Total: 102 fixes, one run, zero manual editing.
Before and After
| Before | After | |
|---|---|---|
| Total links | 2,720 | 2,808 |
| How tightly related notes cluster | 0.193 | 0.219 (+14%) |
| Avg hops between any two notes | 3.51 | 3.36 (-4%) |
| Overall health score | 9.67 | 10.54 (+9%) |
| Missing links found | 21 | 7 |
| Broken links | 23 | 0 |
| Orphan notes | 8 | 0 |
Tighter clusters, faster navigation, backup routes everywhere. The vault went from “works if you already know where everything is” to “you can actually discover things by browsing.”
What I Took Away
- Every knowledge base rots if you don’t maintain it. Bottlenecks, dead ends, and orphans are the natural byproduct of organic growth. You won’t notice until it’s already bad.
- The scariest problems are invisible. I had no idea 15 of my notes were single points of failure. It felt fine. The numbers told a different story.
- Machines catch what humans miss. Two notes about the same topic, written in different words, weeks apart? I’d never have connected them manually. The algorithm did it in seconds.
- “Organizing my notes” can be engineering, not vibes. Measure, diagnose, fix, re-measure. Same loop as any other system.
我的知识库长到 580 条笔记后,我给它做了一次体检
查出 102 个结构问题,一个脚本全修好了。
两个月前写过一篇文章,提到我用 Obsidian 的双向链接给 AI 助理建了一套网状索引。
用了两个月,知识库膨胀到 580 条笔记。规模上去了,体验却在下降 — 明明写过的东西,顺着链接到不了;有些笔记写完之后再没被任何地方引用过;还有几条笔记,一旦出问题,一整片知识都会断联。
靠直觉整理了几次,越整越乱。需要量化。于是写了个脚本给知识库做体检。
结果查出 102 个问题。然后脚本把它们全修了。
什么叫「健康」的知识库?
把知识库想象成一个城市的交通网:
- 小区内部道路密 — 相关概念之间互相连接(React hooks 链到状态管理、useEffect、生命周期)
- 有高速公路 — 从任何一个小区到另一个小区,几步就能到,不用绕大圈
- 多条路线 — 一条路封了,还有别的路可以走
网络科学管这叫小世界网络。社交网络里的「六度分隔」、互联网的路由、大脑的神经回路,底层都是这个结构。
有一个数字专门衡量这件事 — 小世界系数 σ:
σ = (C / Crandom) ÷ (L / Lrandom)
C 是聚类系数 — 邻居之间互相连接的紧密程度。L 是平均路径长度 — 任意两条笔记之间要跳几步。把各自除以同等规模随机图的期望值,就得到 σ。σ > 1 = 小世界,越大越健康。
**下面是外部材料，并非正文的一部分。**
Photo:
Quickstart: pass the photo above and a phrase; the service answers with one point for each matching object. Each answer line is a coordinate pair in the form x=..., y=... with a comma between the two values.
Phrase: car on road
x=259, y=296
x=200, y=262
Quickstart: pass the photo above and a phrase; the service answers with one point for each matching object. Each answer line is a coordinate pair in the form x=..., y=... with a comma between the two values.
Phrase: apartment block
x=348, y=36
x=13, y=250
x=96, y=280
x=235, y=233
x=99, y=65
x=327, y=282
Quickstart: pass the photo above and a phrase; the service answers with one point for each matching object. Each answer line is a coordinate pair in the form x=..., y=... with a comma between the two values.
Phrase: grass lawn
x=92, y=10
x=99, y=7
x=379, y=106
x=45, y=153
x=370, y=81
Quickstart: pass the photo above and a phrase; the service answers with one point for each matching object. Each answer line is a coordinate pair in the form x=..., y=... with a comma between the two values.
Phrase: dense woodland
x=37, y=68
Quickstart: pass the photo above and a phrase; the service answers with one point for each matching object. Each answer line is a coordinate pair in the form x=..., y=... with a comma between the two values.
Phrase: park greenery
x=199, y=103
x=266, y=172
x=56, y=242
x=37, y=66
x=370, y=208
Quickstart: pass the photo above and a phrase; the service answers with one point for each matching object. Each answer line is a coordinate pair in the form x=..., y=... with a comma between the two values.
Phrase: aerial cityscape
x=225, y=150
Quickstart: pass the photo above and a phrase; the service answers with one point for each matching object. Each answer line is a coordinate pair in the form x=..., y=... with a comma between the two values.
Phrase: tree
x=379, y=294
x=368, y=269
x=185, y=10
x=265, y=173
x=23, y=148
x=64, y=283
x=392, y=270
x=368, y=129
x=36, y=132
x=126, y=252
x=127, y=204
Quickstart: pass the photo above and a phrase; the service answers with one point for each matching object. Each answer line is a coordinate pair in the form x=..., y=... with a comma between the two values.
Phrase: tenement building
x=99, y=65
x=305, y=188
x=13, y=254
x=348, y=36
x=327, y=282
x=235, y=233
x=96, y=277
我的知识库得分 σ = 9.67:聚类是随机图的 12 倍,路径只长了 1.2 倍。宏观结构没问题。但细节全是坑。
体检查出了什么
脚本分析两个维度:笔记「写了什么」(内容)和笔记之间「怎么连的」(结构)。
21 对笔记讲同一件事,却互相不知道
脚本给每条笔记构建一个 TF-IDF 向量 — 相当于一份用词指纹 — 然后计算每对笔记之间的余弦相似度。两条笔记得分超过 0.5(说明用词高度重叠)但之间没有任何链接,就是知识网的断裂。我有 21 对这样的笔记,往往是隔了几周分别写的,写的时候完全忘了另一条的存在。
20 条死胡同
你顺着链接走进去,然后…没有出口了。20 条笔记指向别人,但自己一个出链都没有。到了就走不出来。
8 条孤儿笔记
反过来的问题:有出链,但没有任何地方链到它们。除非你记得标题、主动搜索,否则永远不会发现它们的存在。
15 个单点故障
这是最吓人的发现。图论里叫割点(articulation point)— 移除后整个图会断成两块的节点。说人话就是:15 条笔记,删掉其中任何一条,整片主题区域就会断联。想象一座桥是两个城区之间唯一的通道 — 桥塌了,两边就彻底不通。
最危险的是一条叫 system-architecture 的笔记,全图介数中心性(betweenness centrality)最高 — 意味着经过它的最短路径比任何其他节点都多。前端和基础设施之间的所有路径都经过它。一条笔记,扛着整个知识库的连通性。
5 个主题孤岛
通过社区检测(modularity optimization),算法把知识库自动分成了 5 个主题区。问题是:区与区之间几乎没有链接。你可以在「部署」这个主题里自由导航,但想从「部署」走到「数据建模」,每次都要经过那几个已经超载的枢纽笔记。
23 条坏链接
有些笔记链接到了文件路径([[report.pdf]])而不是实际的概念节点([[季度复盘]])。这些链接指向不存在的目标,在图谱里制造了一堆幽灵节点。
脚本修了什么
诊断不修等于白做。脚本按严重程度跑了六轮修复:
- 给每个单点故障建旁路。把危险枢纽的两个邻居直接连上,枢纽挂了也有备用路线。加了 51 条旁路。
- 修复 23 条坏链接。把错误路径映射到正确的概念节点。全部修完。
- 给 8 条孤儿笔记找到入口。找到和它最相关的笔记,加一条反向链接。孤儿清零。
- 连接「应该互相知道」的笔记对。内容高度相似但没有链接的,自动加双向链接。连了 13 对(剩下的低于置信阈值,没动)。
- 给近似重复的笔记加「另见」。不合并(怕丢细节),加一条交叉引用让你知道还有一条类似的。1 条。
- 在主题孤岛之间架桥。每两个主题区之间,选各自最重要的笔记,连一条链接。6 座桥。
合计 102 处修复,一次运行,零手动编辑。
修复前后对比
| 修复前 | 修复后 | |
|---|---|---|
| 链接数 | 2,720 | 2,808 |
| 相关笔记之间的紧密度 | 0.193 | 0.219 (+14%) |
| 任意两条笔记之间的平均跳数 | 3.51 | 3.36 (-4%) |
| 整体健康分 | 9.67 | 10.54 (+9%) |
| 遗漏链接 | 21 | 7 |
| 坏链接 | 23 | 0 |
| 孤儿笔记 | 8 | 0 |
关系更紧密,导航更快,关键节点全有备用路径。知识库从「你得记住东西在哪才能找到」变成了「顺着链接随便走就能发现新东西」。
几个收获
- 知识库不维护一定会退化。瓶颈、死胡同、孤儿笔记是自然生长的必然产物,不会自己消失。
- 最危险的问题是你看不见的。我完全不知道有 15 条笔记是单点故障,用起来「感觉还行」。数字说的是另一回事。
- 机器能发现人发现不了的关联。两条笔记讲同一件事,但用了不同的词,隔了几周写的 — 我不可能手动比对出来,算法秒级搞定。
- 「整理笔记」可以是工程,不必是玄学。测量、诊断、修复、再测量 — 和其他系统的维护没有区别。